In small animals, the small blood volume is the major constraint for manual blood sampling. This constraint prompted the development of several alternative methods, such as the sampling of very small volumes via a microfluidic chip (4) or the use of b-probes for measuring the blood radioactivity (5,6). Despite these new physical methods, the main research focus has been on developing the use of IDIFs, where blood radioactivity is estimated directly from the dynamic PET images. IDIF generation from simple analysis of blood pool volumes such as the liver or the heart ventricles is flawed by 18F-FDG uptake by the liver or spillover from surrounding myocardium, cardiac motion, and partial-volume effects. Compensation can be achieved to varying degrees by image processing methods such as factor analysis (7), modelbased techniques (8), independent component analysis (9), so-called hybrid IDIFs (e.g., 10,11), and cardiac gating combined with improved image reconstruction algorithms (12). Most of these methods rely on at least 1 measure from a blood sample for scaling of the IDIF.Hence, blood sampling is not entirely obviated.

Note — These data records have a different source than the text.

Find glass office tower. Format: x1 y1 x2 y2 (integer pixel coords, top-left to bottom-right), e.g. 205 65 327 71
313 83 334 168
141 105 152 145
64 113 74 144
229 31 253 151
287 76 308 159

To our knowledge, there is currently no gold standard to define the real-time 18F-FDG arterial IF in mice in a reliable and easily accessible manner. In this study, we adapted a method for direct blood radioactivity measurements and an approach for the generation of IDIFs for use in mice. We acquired real-time blood radioactivity curves by means of a new coincidence counter in combination with an arteriovenous shunt and compared the findings to IDIFs generated from PET data of the cardiac region with an ensemblelearning independent component analysis (EL-ICA) algorithm (13).We used 2 different mouse strains to explore the possible strain dependency of our methods: C57BL/6 mice, because they are relevant for studies of genetically modified animals, and CD1 mice, because they are valuable as disease models,such as cerebral ischemia (14). The purpose of this work was 2-fold. First, we evaluated whether the arteriovenous-shunt/ counter technique, which was previously demonstrated in rats (15), is also feasible in mice. Second, we compared 18F-FDG kinetic parameters and fit precisions obtained with the experimental shunt IF and the IDIF.